Was just casually (well ok maybe it’s more compulsive than that) browsing HN and was pleasantly surprised to find tus on the front page. I’m one of the core contributors and happy to answer questions. Although it’s late here so it may take a few hours while I’m asleep :)
People ask that more yes, on the surface they have a lot in common. Both can be used to transmit huge files, both can chunk files up and only transmit remaining parts, and pick up and resume at a later point in time, and (in case of tus optionally with the Concat extension) send these chunks simultaneously.
Tus however works as a thin layer on top of HTTP, so it’s easy to drop into existing web sites/load balancers/auth proxies/firewalls. BitTorrent ports are often closed off on airports/hotels/corporate networks. But websites work. And if you can access a website, you will be able to upload files to it with tus.
Another difference is that tus assumes classic client/server roles. The client uploads to the server. Downloading is done via your regular http stack and not facilitated by tus. BitTorrent facilitates both uploading and downloading in single clients. It is more peer-to-peer and decentralized in nature, where tus clients typically upload to a central point (like: many video producers upload to Vimeo. Not very contrived as Vimeo adopted tus).
There are more differences (Discoverability, trackers, pull vs push, pulling from many peers at once) but the comment is getting very long so I hope this already helps a bit :)
Yes that is very helpful. Our s3 storage backend for tusd uses it, and our https://uppy.io file uploader does too, usable directly from the browser (so you can choose to not use tus at all with it). S3 resumable uploads do come with a few limitations that make some people still choose tus tho:
* chunks need to be >5MB which can be problematic on flaky/poor connections (rural areas, tunnels, clubs/basements, people on the move switching connections all the time)
* your s3 bucket needs to allow write by the world, or you need to deploy signature authentication
* there’s an s3 vendor lock-in some might worry about
* not an open protocol, no chance of advancing it with the community
That said, that still leaves a large audience for direct s3 resumable uploads and I’m thankful aws offers it!
That’s a fair point. And I guess with e.g. Minio you could selfhost too.
S3 is great and in fact, at Transloadit we deploy a content ingestion network (reverse cdn) of many regional tusd servers, close to our customers’ end users, but they all ultimately save to S3 using multipart. We’re happy S3 customers.
So why the extra layer. Because this let’s us offer resumability below 5MB, lower regional latencies, roll our own auth, and switch to a different cloud provider without introducing breaking changes at the customer facing side (assuming the new cloud bucket provider does not offer an S3 compatible interface, or even just a slightly incompatible one)

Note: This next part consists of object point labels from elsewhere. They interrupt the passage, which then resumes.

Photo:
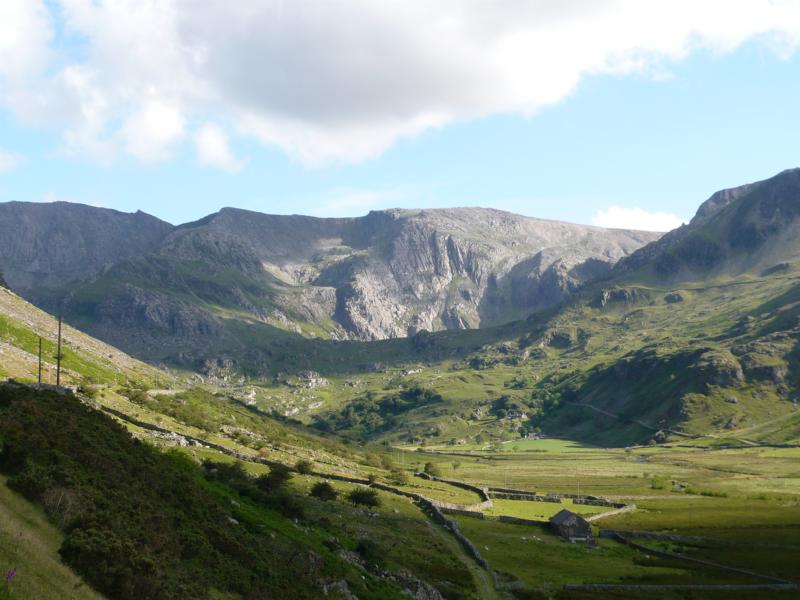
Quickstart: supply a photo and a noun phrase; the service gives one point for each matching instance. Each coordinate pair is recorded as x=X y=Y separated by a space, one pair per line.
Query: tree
x=277 y=476
x=432 y=469
x=364 y=497
x=304 y=467
x=399 y=476
x=324 y=491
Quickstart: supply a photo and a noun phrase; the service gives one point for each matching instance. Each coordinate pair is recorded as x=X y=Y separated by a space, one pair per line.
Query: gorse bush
x=364 y=497
x=324 y=491
x=304 y=467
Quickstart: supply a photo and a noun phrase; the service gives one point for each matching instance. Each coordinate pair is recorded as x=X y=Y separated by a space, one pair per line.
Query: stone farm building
x=571 y=527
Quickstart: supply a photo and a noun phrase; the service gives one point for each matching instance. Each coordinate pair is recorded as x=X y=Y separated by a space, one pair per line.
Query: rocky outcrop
x=745 y=229
x=390 y=274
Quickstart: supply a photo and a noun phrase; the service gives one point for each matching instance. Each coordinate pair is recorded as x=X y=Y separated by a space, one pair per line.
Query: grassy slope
x=29 y=542
x=84 y=359
x=139 y=523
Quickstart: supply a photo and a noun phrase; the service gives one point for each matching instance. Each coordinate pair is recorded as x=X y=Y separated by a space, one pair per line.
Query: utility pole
x=58 y=355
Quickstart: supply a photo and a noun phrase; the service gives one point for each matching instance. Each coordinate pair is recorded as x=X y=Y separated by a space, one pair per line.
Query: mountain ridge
x=390 y=273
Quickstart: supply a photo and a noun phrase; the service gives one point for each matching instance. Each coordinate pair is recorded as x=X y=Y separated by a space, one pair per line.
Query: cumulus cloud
x=212 y=149
x=9 y=160
x=150 y=133
x=619 y=217
x=340 y=81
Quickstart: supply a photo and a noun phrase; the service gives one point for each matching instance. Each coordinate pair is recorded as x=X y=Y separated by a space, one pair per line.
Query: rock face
x=49 y=244
x=392 y=273
x=745 y=229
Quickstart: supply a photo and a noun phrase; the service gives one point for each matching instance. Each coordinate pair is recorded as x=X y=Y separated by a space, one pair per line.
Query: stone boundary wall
x=482 y=492
x=433 y=511
x=599 y=502
x=655 y=587
x=464 y=513
x=654 y=535
x=518 y=521
x=526 y=497
x=666 y=554
x=512 y=491
x=466 y=507
x=618 y=511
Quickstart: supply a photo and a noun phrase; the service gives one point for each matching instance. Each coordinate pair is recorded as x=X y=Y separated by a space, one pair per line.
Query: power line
x=58 y=355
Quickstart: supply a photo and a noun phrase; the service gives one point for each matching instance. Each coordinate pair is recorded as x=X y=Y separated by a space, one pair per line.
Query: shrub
x=364 y=497
x=399 y=477
x=432 y=469
x=371 y=552
x=324 y=491
x=304 y=467
x=277 y=476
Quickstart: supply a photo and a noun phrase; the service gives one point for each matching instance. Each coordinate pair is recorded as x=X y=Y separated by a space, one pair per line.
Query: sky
x=624 y=113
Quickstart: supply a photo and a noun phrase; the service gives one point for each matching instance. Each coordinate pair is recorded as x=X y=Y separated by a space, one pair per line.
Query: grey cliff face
x=394 y=273
x=388 y=274
x=49 y=244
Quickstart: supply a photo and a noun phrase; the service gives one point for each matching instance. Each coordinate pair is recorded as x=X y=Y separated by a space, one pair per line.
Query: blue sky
x=613 y=147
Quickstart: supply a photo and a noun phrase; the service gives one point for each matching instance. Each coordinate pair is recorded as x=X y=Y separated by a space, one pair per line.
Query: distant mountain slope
x=48 y=244
x=159 y=290
x=84 y=359
x=745 y=229
x=396 y=272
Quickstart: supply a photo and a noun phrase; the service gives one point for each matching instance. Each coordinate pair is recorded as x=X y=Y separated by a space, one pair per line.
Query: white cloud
x=150 y=133
x=9 y=160
x=339 y=81
x=619 y=217
x=212 y=149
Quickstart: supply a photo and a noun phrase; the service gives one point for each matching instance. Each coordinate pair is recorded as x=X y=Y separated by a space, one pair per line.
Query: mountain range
x=566 y=326
x=144 y=285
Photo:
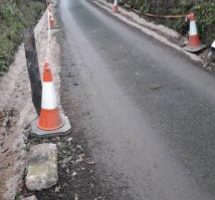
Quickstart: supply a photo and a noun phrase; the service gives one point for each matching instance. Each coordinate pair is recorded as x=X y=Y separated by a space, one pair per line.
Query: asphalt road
x=147 y=111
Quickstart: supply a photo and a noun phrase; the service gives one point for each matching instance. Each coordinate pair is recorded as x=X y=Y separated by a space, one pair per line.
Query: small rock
x=42 y=167
x=74 y=173
x=66 y=160
x=67 y=170
x=91 y=163
x=76 y=197
x=30 y=198
x=69 y=139
x=75 y=84
x=57 y=189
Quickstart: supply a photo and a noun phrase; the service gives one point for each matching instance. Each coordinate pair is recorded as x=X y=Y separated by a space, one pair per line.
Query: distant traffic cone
x=50 y=117
x=52 y=23
x=194 y=43
x=115 y=6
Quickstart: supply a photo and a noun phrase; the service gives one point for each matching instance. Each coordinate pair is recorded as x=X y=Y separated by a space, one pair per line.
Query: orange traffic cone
x=50 y=117
x=51 y=22
x=194 y=43
x=115 y=6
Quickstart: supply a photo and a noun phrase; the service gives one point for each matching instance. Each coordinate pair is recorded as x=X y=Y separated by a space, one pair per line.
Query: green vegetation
x=204 y=10
x=15 y=16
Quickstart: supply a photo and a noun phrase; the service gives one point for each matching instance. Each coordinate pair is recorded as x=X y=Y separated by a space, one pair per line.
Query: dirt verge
x=17 y=112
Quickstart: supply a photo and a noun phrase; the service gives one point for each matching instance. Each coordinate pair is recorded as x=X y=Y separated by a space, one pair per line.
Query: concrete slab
x=42 y=167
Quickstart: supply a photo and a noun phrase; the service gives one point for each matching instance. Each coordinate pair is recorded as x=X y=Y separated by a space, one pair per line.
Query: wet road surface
x=147 y=112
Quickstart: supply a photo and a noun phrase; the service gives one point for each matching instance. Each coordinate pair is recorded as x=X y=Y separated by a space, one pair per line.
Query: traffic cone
x=52 y=23
x=194 y=43
x=50 y=117
x=115 y=6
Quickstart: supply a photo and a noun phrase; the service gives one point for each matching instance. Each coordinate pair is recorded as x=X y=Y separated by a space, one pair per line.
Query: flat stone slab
x=30 y=198
x=194 y=50
x=42 y=167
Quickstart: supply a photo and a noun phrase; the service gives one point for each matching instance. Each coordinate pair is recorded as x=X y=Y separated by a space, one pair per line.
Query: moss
x=15 y=16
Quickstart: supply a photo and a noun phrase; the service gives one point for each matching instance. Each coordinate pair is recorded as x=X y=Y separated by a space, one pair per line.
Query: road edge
x=148 y=28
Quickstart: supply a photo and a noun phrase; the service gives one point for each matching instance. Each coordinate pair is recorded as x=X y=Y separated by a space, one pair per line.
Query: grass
x=203 y=9
x=15 y=16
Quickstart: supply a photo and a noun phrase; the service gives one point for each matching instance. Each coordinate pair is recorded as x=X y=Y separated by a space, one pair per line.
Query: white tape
x=49 y=99
x=115 y=3
x=193 y=28
x=213 y=44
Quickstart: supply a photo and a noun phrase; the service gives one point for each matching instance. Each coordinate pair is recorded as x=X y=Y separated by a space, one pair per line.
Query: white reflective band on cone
x=213 y=44
x=49 y=100
x=193 y=28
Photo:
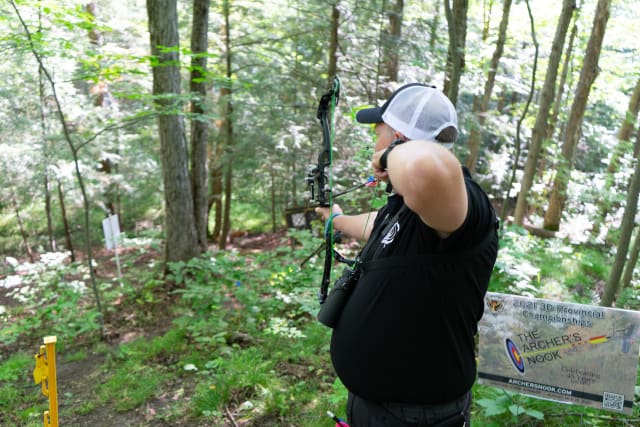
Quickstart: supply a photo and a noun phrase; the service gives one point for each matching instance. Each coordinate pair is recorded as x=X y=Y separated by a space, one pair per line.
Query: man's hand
x=379 y=173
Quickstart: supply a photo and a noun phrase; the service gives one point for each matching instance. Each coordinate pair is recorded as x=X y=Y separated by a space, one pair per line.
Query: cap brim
x=369 y=115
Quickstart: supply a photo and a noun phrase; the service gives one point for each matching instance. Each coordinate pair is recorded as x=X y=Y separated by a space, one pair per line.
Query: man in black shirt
x=404 y=343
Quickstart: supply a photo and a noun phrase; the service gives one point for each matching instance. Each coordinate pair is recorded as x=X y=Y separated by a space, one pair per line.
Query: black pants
x=365 y=413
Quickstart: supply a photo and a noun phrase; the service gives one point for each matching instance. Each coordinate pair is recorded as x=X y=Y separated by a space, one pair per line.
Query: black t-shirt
x=407 y=332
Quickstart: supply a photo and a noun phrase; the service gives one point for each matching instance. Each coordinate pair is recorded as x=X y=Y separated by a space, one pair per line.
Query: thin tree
x=532 y=87
x=481 y=104
x=74 y=149
x=456 y=14
x=566 y=66
x=199 y=123
x=392 y=40
x=227 y=130
x=180 y=230
x=546 y=99
x=588 y=75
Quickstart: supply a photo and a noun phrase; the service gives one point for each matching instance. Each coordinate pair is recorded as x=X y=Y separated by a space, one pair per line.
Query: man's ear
x=399 y=135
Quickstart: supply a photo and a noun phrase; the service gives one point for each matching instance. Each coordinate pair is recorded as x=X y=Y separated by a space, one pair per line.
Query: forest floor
x=78 y=378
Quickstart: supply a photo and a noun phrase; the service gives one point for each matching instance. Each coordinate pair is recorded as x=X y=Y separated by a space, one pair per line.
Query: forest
x=194 y=125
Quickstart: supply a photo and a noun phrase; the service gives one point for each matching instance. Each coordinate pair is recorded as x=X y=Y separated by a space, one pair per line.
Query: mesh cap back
x=420 y=112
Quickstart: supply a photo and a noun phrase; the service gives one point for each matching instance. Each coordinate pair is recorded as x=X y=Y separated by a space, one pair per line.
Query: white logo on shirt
x=391 y=234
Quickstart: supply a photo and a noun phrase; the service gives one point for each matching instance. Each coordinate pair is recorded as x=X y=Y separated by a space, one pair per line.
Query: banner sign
x=566 y=352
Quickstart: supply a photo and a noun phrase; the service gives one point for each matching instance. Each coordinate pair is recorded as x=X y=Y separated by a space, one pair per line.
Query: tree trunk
x=456 y=14
x=393 y=38
x=45 y=166
x=180 y=230
x=480 y=108
x=23 y=231
x=546 y=98
x=200 y=123
x=65 y=223
x=486 y=18
x=630 y=266
x=532 y=88
x=333 y=44
x=566 y=67
x=226 y=96
x=588 y=75
x=628 y=223
x=103 y=98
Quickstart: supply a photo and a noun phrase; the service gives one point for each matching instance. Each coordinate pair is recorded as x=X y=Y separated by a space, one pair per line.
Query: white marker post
x=111 y=228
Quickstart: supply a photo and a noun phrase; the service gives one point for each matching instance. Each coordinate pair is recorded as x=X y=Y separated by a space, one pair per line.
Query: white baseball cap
x=417 y=110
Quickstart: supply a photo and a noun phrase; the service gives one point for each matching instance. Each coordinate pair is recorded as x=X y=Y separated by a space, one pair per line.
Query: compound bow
x=319 y=177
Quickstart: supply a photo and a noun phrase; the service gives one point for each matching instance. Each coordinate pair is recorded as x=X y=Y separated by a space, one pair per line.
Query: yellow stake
x=45 y=373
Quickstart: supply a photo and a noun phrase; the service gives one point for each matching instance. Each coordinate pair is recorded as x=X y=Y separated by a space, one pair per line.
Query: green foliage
x=553 y=268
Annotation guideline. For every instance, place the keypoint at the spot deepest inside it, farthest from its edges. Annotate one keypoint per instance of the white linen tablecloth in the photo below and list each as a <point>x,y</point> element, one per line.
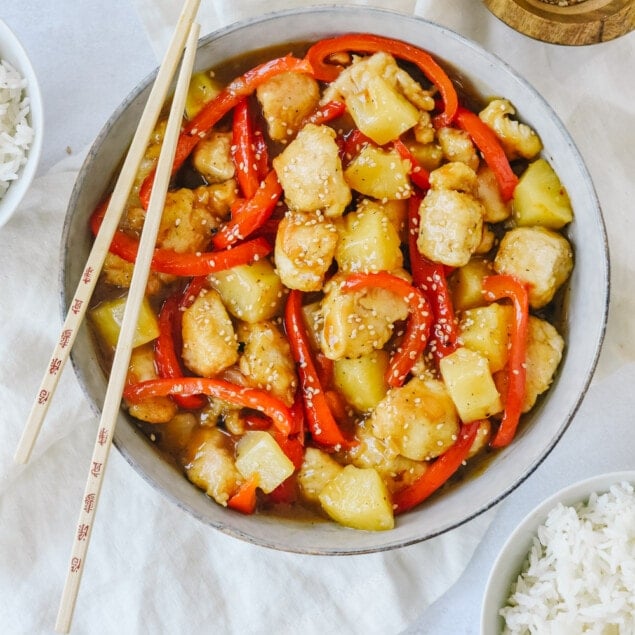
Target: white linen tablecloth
<point>153,569</point>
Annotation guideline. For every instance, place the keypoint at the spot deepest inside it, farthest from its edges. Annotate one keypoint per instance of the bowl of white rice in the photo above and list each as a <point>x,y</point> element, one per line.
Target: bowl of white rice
<point>569,567</point>
<point>21,123</point>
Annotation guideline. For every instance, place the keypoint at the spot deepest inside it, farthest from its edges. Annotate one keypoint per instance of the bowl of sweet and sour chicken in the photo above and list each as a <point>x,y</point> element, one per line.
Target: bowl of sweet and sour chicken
<point>379,290</point>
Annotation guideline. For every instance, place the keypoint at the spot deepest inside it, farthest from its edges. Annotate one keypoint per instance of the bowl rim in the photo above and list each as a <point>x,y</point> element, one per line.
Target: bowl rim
<point>572,405</point>
<point>19,58</point>
<point>513,554</point>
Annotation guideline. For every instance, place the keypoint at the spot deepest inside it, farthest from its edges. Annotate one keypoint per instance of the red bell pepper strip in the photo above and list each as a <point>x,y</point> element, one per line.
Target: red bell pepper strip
<point>185,264</point>
<point>165,350</point>
<point>487,142</point>
<point>243,150</point>
<point>418,174</point>
<point>497,288</point>
<point>329,111</point>
<point>320,52</point>
<point>439,471</point>
<point>243,396</point>
<point>430,277</point>
<point>218,107</point>
<point>417,327</point>
<point>244,499</point>
<point>319,417</point>
<point>251,214</point>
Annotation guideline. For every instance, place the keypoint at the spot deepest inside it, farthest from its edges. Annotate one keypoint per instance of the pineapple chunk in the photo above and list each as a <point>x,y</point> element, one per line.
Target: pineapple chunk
<point>485,330</point>
<point>379,174</point>
<point>358,498</point>
<point>428,155</point>
<point>469,381</point>
<point>368,241</point>
<point>108,316</point>
<point>318,468</point>
<point>361,380</point>
<point>380,111</point>
<point>252,292</point>
<point>258,453</point>
<point>466,284</point>
<point>540,198</point>
<point>201,90</point>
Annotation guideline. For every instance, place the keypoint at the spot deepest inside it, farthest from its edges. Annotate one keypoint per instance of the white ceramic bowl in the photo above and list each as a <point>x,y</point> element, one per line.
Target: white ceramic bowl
<point>584,319</point>
<point>511,559</point>
<point>13,52</point>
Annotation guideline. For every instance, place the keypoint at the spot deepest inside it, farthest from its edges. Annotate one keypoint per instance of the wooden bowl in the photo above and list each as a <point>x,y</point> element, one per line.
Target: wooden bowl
<point>586,22</point>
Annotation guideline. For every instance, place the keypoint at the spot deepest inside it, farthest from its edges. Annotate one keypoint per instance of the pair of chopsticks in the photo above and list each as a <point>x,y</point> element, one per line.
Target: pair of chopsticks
<point>182,48</point>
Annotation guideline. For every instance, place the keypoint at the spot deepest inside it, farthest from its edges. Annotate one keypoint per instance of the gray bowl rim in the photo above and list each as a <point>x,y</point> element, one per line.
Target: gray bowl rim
<point>348,10</point>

Ultimately you’re still locked-in with AWS protocol-wise, and there’s no community platform for advancing it, so addressing any of these issues is going to be hard.
If I read the spec correctly, PATCH method is actually more of APPEND, no?
It would seem logical and practical to allow PATCH to modify any part of a resource that is already present on the server and/or to extend it by appending. This would also make the whole thing useful beyond resuming of interrupted uploads, e.g. to allow for rsync-style updating of existing files.
Yes, APPEND is not an official HTTP method though. Allowing to modify parts at any location makes things a little bit more complex and comes with some overhead. If you do need to upload multiple chunks simultaneously, you can opt into our Concat extension however, which does exactly that. Our latest blog posts has some images to illustrate.
My point is that you appear to be pushing for adoption of an extension that handles one specific use case for PATCH, when a more general extension is trivially possible with little to no extra effort.
(I hope I understand your proposal correctly, I fear I might not, if so please clarify, but) more chunks come at the expense of more requests. After a connection drop each separate chunk needs to be renegotiated and transmitted. For some use cases that trade off is well worth it, like when latency is low, but tcp settings or QoS policies won’t let you saturate single connections, so tus does offer ‘sending multiple chunks by default and in parallel’, as an opt-in, via the Concat extension.
If your question is why not make Concat the default mode of operation, the additional roundtrips are the reason. For fragile connections these are often very costly, and we want tus to really shine in those situations, by default. If your users are all operating on big tubes, you’ll likely want to deploy Concat, but that’s not an assumption we want to make.
The HTML5 FileAPI has been around for a few years now yet a lot of sites don't support resumable uploads. I know it adds a bunch of complexity server side as you have to restitch those pieces together but it makes for a good user experience.
I hope with a client like https://uppy.io and a server like tusd, it’s much more manageable these days. Less boilerplate writing and more battle tested components for sure.
Slight Offtopic - why after so many years Chrome & Firefox have so poor support for resuming interrupted file downloads? In case of Firefox I am almost sure it was better in past. I have to use 'wget -c' or https://www.freedownloadmanager.org/ for bigger filles.
As I suspect you may already know, this is dependent on the server 1) indicating support for byte range requests and 2) correctly implementing it.
I don't think I have noticed Firefox getting worse at this over time, but I'm not downloading large files every day. Would you be willing to share where you're noticing this?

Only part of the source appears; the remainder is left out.